NVmes neuronal firing is initiated by optogenetic stimulation of peri-axonal astrocytes in GFAP-ChR2-EYFP mice surrounding specific axonal subregions (A–D) Graphic summary of recorded responses following optogenetic stimulations of astrocytes surrounding NVmes axonal subregions in GFAP-ChR2-EYFP mice in relation to the position of the proximal extremity of the covered area of stimulation from 0 to 300 μm of distance from the soma (top grid lines) for 93 of the 111 stimulation sites where images were recorded for offline analysis. (E) All responses with the nominal distances of the proximal extremity of the covered area from the soma are plotted.
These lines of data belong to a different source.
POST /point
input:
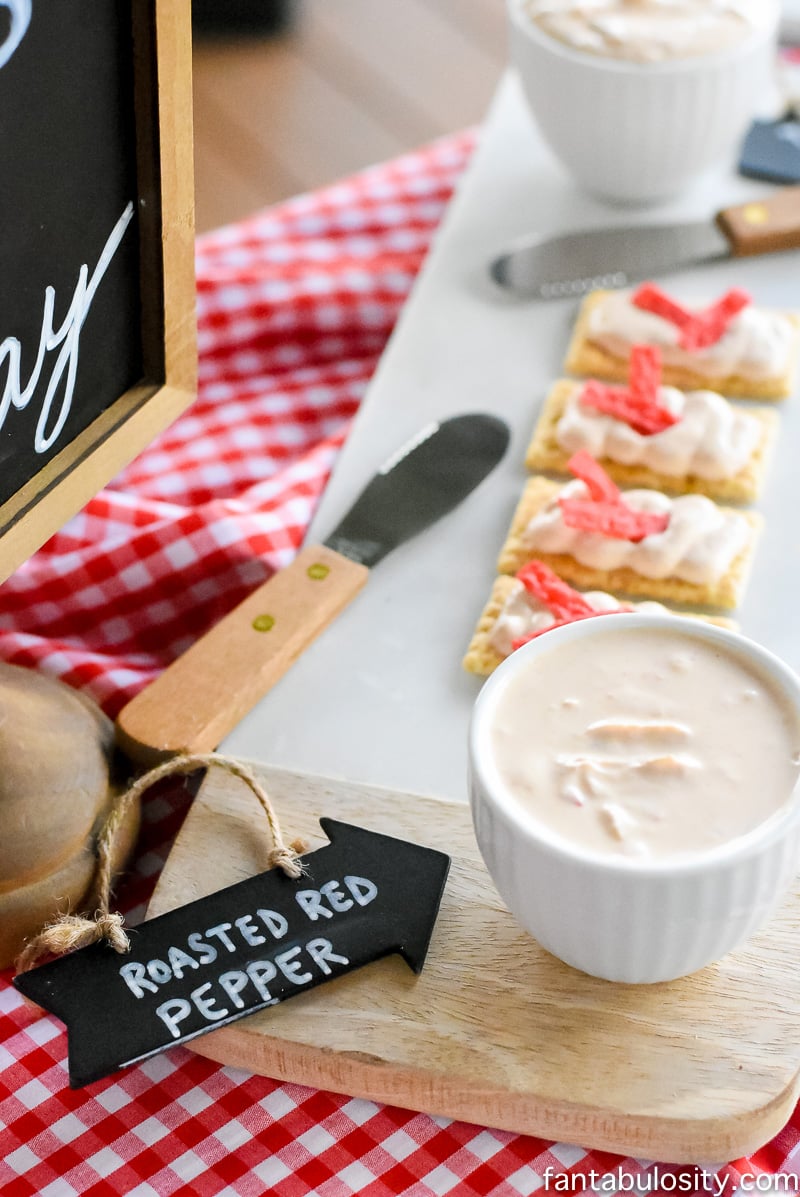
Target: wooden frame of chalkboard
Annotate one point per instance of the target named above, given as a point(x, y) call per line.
point(97, 298)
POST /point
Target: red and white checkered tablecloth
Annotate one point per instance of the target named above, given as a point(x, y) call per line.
point(295, 307)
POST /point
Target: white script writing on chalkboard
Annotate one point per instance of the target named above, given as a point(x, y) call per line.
point(19, 12)
point(67, 338)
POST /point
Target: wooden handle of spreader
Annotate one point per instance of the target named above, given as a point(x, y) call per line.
point(202, 696)
point(763, 226)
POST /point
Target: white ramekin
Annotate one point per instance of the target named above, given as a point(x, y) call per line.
point(641, 132)
point(618, 918)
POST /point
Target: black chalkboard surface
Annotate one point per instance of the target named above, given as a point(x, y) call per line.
point(95, 119)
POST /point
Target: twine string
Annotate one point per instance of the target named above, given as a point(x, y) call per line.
point(71, 931)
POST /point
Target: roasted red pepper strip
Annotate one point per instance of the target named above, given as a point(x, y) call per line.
point(644, 374)
point(647, 419)
point(561, 623)
point(594, 478)
point(612, 518)
point(561, 599)
point(698, 329)
point(637, 403)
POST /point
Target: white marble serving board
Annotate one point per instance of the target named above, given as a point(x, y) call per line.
point(381, 697)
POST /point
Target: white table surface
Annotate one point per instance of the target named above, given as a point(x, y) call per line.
point(381, 696)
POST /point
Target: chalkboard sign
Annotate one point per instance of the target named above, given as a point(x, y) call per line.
point(97, 350)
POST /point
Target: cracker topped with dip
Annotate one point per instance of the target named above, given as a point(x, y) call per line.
point(728, 345)
point(648, 435)
point(685, 550)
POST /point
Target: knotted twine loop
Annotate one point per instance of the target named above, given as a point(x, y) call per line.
point(71, 931)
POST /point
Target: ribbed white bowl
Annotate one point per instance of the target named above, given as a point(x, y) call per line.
point(641, 132)
point(630, 919)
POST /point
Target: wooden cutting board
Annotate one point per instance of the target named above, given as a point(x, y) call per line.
point(495, 1031)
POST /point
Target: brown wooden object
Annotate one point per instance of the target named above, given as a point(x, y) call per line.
point(202, 696)
point(763, 226)
point(55, 791)
point(162, 42)
point(495, 1031)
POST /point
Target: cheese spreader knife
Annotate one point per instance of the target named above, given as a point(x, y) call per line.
point(201, 697)
point(576, 262)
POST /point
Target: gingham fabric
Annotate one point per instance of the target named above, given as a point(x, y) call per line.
point(295, 307)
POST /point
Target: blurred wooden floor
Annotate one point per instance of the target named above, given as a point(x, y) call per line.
point(352, 83)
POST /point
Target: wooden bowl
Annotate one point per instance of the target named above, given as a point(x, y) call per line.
point(55, 790)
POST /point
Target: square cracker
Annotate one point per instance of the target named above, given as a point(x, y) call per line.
point(482, 658)
point(585, 357)
point(545, 453)
point(725, 593)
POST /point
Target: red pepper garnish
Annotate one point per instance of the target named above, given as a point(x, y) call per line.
point(565, 603)
point(594, 478)
point(605, 511)
point(637, 405)
point(698, 329)
point(559, 623)
point(557, 595)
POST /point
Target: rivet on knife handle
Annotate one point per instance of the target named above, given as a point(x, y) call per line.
point(201, 697)
point(763, 226)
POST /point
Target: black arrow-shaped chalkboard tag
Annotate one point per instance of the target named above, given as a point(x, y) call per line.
point(253, 945)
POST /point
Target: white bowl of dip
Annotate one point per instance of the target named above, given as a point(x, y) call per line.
point(640, 131)
point(623, 912)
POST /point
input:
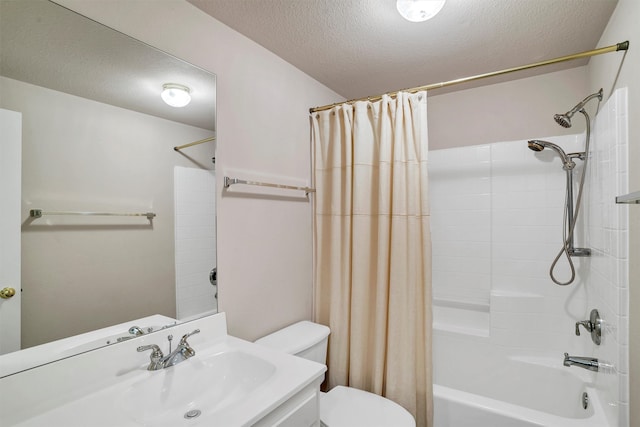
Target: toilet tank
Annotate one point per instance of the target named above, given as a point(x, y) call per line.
point(304, 339)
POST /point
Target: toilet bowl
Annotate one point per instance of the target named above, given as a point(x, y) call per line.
point(341, 406)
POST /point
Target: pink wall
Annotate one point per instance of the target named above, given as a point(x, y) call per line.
point(611, 72)
point(264, 243)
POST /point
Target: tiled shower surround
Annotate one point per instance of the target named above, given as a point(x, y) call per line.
point(496, 215)
point(195, 237)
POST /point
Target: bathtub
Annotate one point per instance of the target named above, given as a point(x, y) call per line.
point(480, 388)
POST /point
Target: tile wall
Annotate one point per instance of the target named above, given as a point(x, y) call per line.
point(608, 236)
point(195, 240)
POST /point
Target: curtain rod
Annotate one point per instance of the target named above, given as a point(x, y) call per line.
point(613, 48)
point(202, 141)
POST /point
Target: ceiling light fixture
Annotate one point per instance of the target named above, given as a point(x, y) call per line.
point(175, 95)
point(419, 10)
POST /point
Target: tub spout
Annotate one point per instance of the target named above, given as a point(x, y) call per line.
point(589, 363)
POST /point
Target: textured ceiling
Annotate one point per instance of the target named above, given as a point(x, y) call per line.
point(45, 44)
point(360, 48)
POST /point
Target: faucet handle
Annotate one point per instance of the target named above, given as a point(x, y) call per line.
point(156, 356)
point(587, 325)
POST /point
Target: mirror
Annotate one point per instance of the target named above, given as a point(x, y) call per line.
point(96, 137)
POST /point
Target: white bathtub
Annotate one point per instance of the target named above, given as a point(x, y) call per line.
point(481, 388)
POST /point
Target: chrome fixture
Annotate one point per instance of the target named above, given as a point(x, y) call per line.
point(564, 120)
point(590, 363)
point(137, 330)
point(182, 352)
point(585, 400)
point(228, 182)
point(570, 214)
point(538, 145)
point(593, 325)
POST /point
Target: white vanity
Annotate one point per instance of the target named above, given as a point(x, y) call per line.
point(229, 382)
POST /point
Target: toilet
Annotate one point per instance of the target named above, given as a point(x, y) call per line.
point(341, 406)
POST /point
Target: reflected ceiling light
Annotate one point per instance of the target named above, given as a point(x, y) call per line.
point(176, 95)
point(419, 10)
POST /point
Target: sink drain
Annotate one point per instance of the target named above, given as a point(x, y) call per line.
point(194, 413)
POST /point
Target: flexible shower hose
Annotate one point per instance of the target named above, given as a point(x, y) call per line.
point(567, 235)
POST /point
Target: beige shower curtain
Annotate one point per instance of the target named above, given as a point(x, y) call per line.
point(373, 248)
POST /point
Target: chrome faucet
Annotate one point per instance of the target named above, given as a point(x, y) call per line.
point(182, 352)
point(589, 363)
point(593, 326)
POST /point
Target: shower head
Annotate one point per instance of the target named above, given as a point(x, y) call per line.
point(564, 120)
point(538, 145)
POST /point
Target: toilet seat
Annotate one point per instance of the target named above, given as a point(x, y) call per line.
point(350, 407)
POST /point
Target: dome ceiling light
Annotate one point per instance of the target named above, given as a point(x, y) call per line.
point(419, 10)
point(176, 95)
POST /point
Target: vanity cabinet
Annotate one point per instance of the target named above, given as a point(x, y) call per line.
point(301, 410)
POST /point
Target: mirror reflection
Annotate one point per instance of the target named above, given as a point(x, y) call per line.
point(96, 137)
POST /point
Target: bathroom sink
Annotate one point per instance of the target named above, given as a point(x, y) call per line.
point(200, 386)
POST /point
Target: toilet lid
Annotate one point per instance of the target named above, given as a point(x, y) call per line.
point(350, 407)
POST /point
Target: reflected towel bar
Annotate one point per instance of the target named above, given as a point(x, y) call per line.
point(39, 213)
point(202, 141)
point(228, 182)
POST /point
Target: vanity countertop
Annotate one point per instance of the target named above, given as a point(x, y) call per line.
point(231, 382)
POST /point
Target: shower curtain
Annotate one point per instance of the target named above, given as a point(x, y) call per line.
point(372, 262)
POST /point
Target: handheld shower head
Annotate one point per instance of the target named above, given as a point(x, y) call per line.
point(564, 120)
point(539, 145)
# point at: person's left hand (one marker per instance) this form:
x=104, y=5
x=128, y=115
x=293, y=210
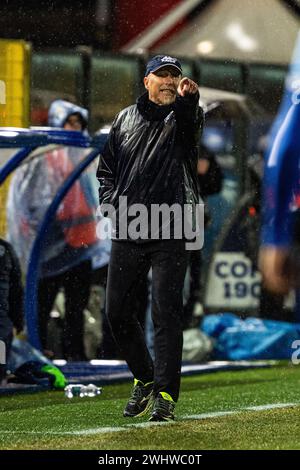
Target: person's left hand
x=187, y=87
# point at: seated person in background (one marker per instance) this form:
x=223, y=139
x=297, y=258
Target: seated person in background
x=11, y=300
x=71, y=240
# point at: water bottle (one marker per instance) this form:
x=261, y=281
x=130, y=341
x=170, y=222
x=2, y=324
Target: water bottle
x=92, y=390
x=80, y=390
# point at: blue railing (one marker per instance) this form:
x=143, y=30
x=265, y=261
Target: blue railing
x=27, y=140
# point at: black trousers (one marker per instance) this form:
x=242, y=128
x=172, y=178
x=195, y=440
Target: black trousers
x=76, y=283
x=129, y=263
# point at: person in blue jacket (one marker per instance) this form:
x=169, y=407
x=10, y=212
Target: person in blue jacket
x=280, y=232
x=71, y=241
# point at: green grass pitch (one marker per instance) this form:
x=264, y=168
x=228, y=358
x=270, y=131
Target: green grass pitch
x=250, y=409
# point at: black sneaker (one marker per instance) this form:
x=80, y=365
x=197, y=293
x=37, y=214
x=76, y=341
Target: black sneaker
x=163, y=408
x=141, y=399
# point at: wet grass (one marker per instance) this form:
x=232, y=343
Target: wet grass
x=48, y=420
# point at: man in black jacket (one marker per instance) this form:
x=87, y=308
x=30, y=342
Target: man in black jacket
x=11, y=300
x=150, y=160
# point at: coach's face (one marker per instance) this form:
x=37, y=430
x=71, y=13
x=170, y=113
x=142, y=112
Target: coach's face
x=162, y=85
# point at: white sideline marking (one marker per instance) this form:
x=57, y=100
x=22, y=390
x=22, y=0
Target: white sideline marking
x=129, y=427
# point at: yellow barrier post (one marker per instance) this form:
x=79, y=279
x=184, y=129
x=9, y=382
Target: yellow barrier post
x=14, y=98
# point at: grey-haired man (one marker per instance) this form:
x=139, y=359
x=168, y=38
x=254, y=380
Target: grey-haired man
x=151, y=159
Following these optogenetic stimulations, we observed firing at the resting membrane potential for 11 stimulation sites (A; E purple bars) and firing following an imposed depolarization for 14 stimulation sites (B; E blue bars). The most common response was a long-lasting depolarization elicited by 58 stimulation sites (C; E black bars), with 10 sites producing no response (D; E gray bars). ChR2, channelrhodopsin 2; EYFP, enhanced yellow fluorescent protein; GFAP, glial fibrillary acidic protein; NVmes, mesencephalic trigeminal nucleus; RMP, resting membrane potential.

Figure 11

Firing triggered in NVmes neurons by optogenetic stimulation of peri-axonal astrocytes in GFAP-ChR2-EYFP mice is reversibly suppressed by the application of an S100β antibody and a Na_V1.6 channel blocker (A) Transient bursting (top trace; left inset emphasizes the slight depolarization underlying the firing) induced in an NVmes neuron by a 10 s optogenetic stimulation of its peri-axonal astrocytes (arrowheads in blue circle in photomicrograph) is abolished following local application of the anti-S100β antibody (middle; left inset emphasizes the remaining slight depolarization, right inset illustrates the experimental setup) and recovered after a 35-min wash (bottom). (B) Doublets and singlets (top trace; left inset emphasizes the slight depolarization underlying the firing) induced in an NVmes neuron by a 10 s optogenetic stimulation of its peri-axonal astrocytes are abolished following the addition of 4.9-anhydro-TTX, a selective Nav1.6 antagonist, to the perfusion bath (middle; left inset emphasizes the remaining slight depolarization, right inset illustrates the experimental setup). Bottom: a bursting response was recovered after a prolonged wash. Scale bar: 50 μm. ChR2, channelrhodopsin 2; EYFP, enhanced yellow fluorescent protein; GFAP, glial fibrillary acidic protein; NVmes, mesencephalic trigeminal nucleus; NVmt, trigeminal motor nucleus; NVsnpr, trigeminal main sensory nucleus.